Mr Nishimuro - chairman of Toshiba, the diversified electronics company -
said in an interview that recent initiatives from the government to
encourage foreign direct investment could take Japanese companies only part
of the way to recovery.
"We cannot wait for the government to do something for us. We are the ones
in charge of making changes, making the company more effective, more agile
and competitive. That is our responsibility," he said.
His comments were made days before a government-sponsored panel is to
propose an action plan to Junichiro Koizumi, prime minister, discussing how
to achieve a pledge he made in his last policy address to double foreign
direct investment in Japan in the next five years.

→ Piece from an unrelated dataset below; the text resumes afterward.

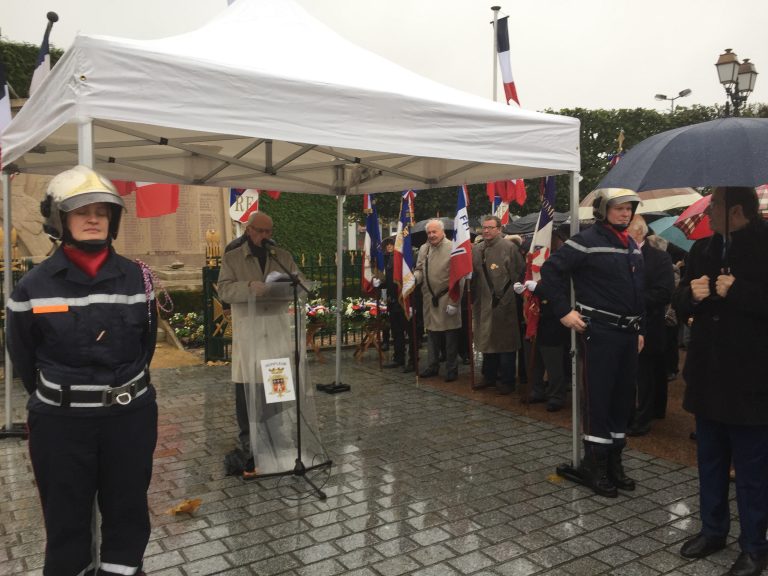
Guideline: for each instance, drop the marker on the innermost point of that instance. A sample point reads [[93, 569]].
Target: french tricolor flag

"The goal is achievable," said Mr Nishimuro. "The current rate of FDI in
Japan is only 1.2 per cent of gross domestic product compared with between
20 and 40 per cent in European countries and the US. The target is only 2.6
per cent of GDP - this is not an astronomical figure."
The Japan Investment Council proposals are understood to focus on how to
overcome a fear of foreign capital prevalent among many Japanese companies
that foreign companies are "vultures" interested only in quick profit.
These fears have been stoked by certain politicians and bureaucrats,
primarily because they think the introduction of foreign managers would run
roughshod over their vested interests that guarantee them money and votes.
Perceptions of foreign capital as "vulture money" form part of a series of
invisible cultural barriers to FDI in Japan that have discouraged potential
investors from entering the country and forced them to seek opportunities
elsewhere.
According to research from the United Nations Conference of Trade and
Development (Unctad), China was the largest recipient of FDI in 2002 for the
first time, topping the long-time leader, the US.
Unctad forecasts FDI in China (excluding Hong Kong) will rise to over $50bn
(?45bn, £31bn) as a result of domestic economic liberalisation and
industrial reorganisation stemming from its entry into the World Trade
Organisation at the end of last year.
Mr Nishimuro said: "The FDI that will come to Japan will be in the form of
M&A. If you go to anyone outside Japan and ask them to come to Japan and . .
open a huge manufacturing facility, it is just a dream."